IBM introduced Initiative CodeNet aimed at the provision of data set researchers allowing Experiment Using machine learning methods to create translators from one programming language to another, as well as generators and code analyzers. CodeNet includes a collection of 14 million code examples that decide 4053 typical programming problems. In sum, the collection has about 500 million code lines and covers 55 programming languages, such as modern languages, such as C ++, Java, Python and GO, and outdated, including Cobol, Pascal and Fortran. Project operations distributed under the Apache 2.0 license, and data sets are planned to distribute in the form of public domain.

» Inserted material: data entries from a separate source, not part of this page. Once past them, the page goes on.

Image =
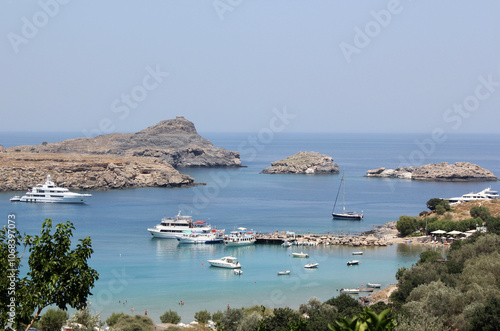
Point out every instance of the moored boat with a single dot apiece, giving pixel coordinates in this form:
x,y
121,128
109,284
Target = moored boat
x,y
49,192
171,227
227,262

Examples are equipped with annotations and implement identical algorithms in different programming languages. It is assumed that the proposed set will help the training of machine learning systems and the development of innovation in the field of broadcasting and machine pavement, by analogy with how the abstract images of ImageNET helped the development of image recognition systems and machine vision. As one of the main sources of formation of the collection, various programming competitions are called.
Unlike traditional translators implemented on the basis of transformation rules, machine learning systems can capture and take into account the context of using the code. When converting from one programming language to another context is no less important than when transferring from one human language to another. It is the lack of context’s accounting prevents code transformation from outdated languages such as Cobol.
The presence of a large base of implementations of algorithms in various languages will help the creation of universal machine learning systems, which, instead of direct broadcast between specific languages, manipulate a more abstract view of the code independent of specific programming languages. Such a system can be used as a translator that translates the transmitted code on any of the supported languages into its internal abstract representation, from which the code can then be generated on the set of languages.